*Rangel Alves da Costa
“Faça o negócio bem feito. Num quero saber que ficou nem um tiquinho de veneno naquela jararaca. Deixe o coisa ruim estirado pra comida de urubu. E vá logo. Vou cuspir e antes do cuspe secar quero que me chegue com a notícia”. Sentença dada pelo coronel Queró da Biribeira. Sentença dada, a pena seria a morte do coronel desafeto, inimigo escolhido para não mais viver.

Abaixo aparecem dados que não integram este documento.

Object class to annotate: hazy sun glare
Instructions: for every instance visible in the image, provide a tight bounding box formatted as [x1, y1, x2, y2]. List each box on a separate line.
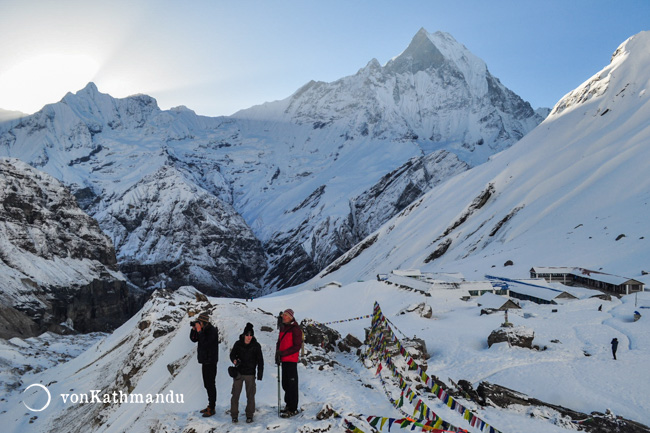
[0, 53, 100, 114]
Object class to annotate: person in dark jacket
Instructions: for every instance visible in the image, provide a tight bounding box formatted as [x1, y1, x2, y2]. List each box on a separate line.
[190, 313, 219, 417]
[275, 309, 302, 418]
[225, 323, 264, 423]
[612, 338, 618, 360]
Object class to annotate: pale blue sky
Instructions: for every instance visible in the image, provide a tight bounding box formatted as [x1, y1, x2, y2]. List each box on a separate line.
[0, 0, 650, 116]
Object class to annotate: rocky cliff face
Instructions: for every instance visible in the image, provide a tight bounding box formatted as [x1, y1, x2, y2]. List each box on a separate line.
[0, 158, 132, 338]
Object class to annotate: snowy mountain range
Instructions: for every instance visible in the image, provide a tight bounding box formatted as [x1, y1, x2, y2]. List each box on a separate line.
[307, 32, 650, 287]
[0, 28, 650, 433]
[0, 158, 132, 338]
[0, 29, 546, 304]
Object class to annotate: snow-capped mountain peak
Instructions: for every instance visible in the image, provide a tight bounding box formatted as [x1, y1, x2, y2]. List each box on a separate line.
[386, 28, 488, 96]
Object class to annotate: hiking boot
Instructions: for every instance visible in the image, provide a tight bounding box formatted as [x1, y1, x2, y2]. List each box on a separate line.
[280, 410, 300, 418]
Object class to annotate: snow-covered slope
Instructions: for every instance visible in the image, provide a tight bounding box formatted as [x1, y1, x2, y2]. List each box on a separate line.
[0, 30, 542, 294]
[307, 32, 650, 287]
[0, 280, 650, 433]
[0, 158, 132, 338]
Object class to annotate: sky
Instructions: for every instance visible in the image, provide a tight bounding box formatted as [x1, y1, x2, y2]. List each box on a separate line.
[0, 0, 650, 116]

Tocaia feita. A mata silenciava amedrontada, talvez tremesse ante a presença do jagunço escondido por dentro do tudo de mato. Cigarro de palha descendo num canto da boca, saliva de cachaça e olhos cegos de brutalidade, ou de covardia. Chapéu seboso descendo na testa, já na altura dos olhos, uma sisudez de velório. Na mão arma faminta e sedenta de sangue. Com a arma levantada, fazia mira pra curva da estrada. Por ali o coronel Jerome Limoeiro logo passaria.
Arma em mira. Dedo no gatilho e ávido por açoitar. Aquela mão e aqueles dedos já haviam derrubado mais de vinte, ou mais. Matar mais um tanto fazia. Jagunço cujo único serviço na vida era servir à maldade, ceifando vidas a mando do coronelismo. E certamente não pensaria duas vezes pra matar seu atual patrão, o coronel Queró, bastando que se bandeasse pro outro lado e sua morte fosse igualmente encomendada. Basta matar, e pronto. Assim os dias nas entranhas do impiedoso sertão.
Ouviu o barulhar das patas de um cavalo. O coronel chegava, o tiro seria certeiro, a morte certa. Apertou o olho para divisar melhor, aprumou o bacamarte na exta direção, e esperou só um instante. Assim que divisou o cavaleiro, disse a si mesmo: É agora! Esperou o cavalo se aproximar mais, passar bem em frente aonde se mantinha escondido, para o tiro ser mais certeiro, a morte e o baque do corpo caindo ao chão. O cavalo foi se aproximando, mais e mais, mas quando já quase na sua mira, o jagunço quase grita de espanto.
Ouviu um tiro e viu o coronel, aquele mesmo que seria sua vítima, soltando um urro medonho e tombando do cavalo, já acertado por um disparo. Sem acreditar no que via, até espantado com o acontecido, o jagunço não entendia o que tinha acontecido. O disparo não havia sido feito por ele, aquele tiro não havia saído de sua arma, como poderia ter acontecido aquilo? Indagou dentro de si. Mas do outro lado viu quando um tufo de mato se mexeu e as sombras de alguém fugindo em disparada. Então compreendeu: outro jagunço já havia se adiantado e matado o coronel Jerome.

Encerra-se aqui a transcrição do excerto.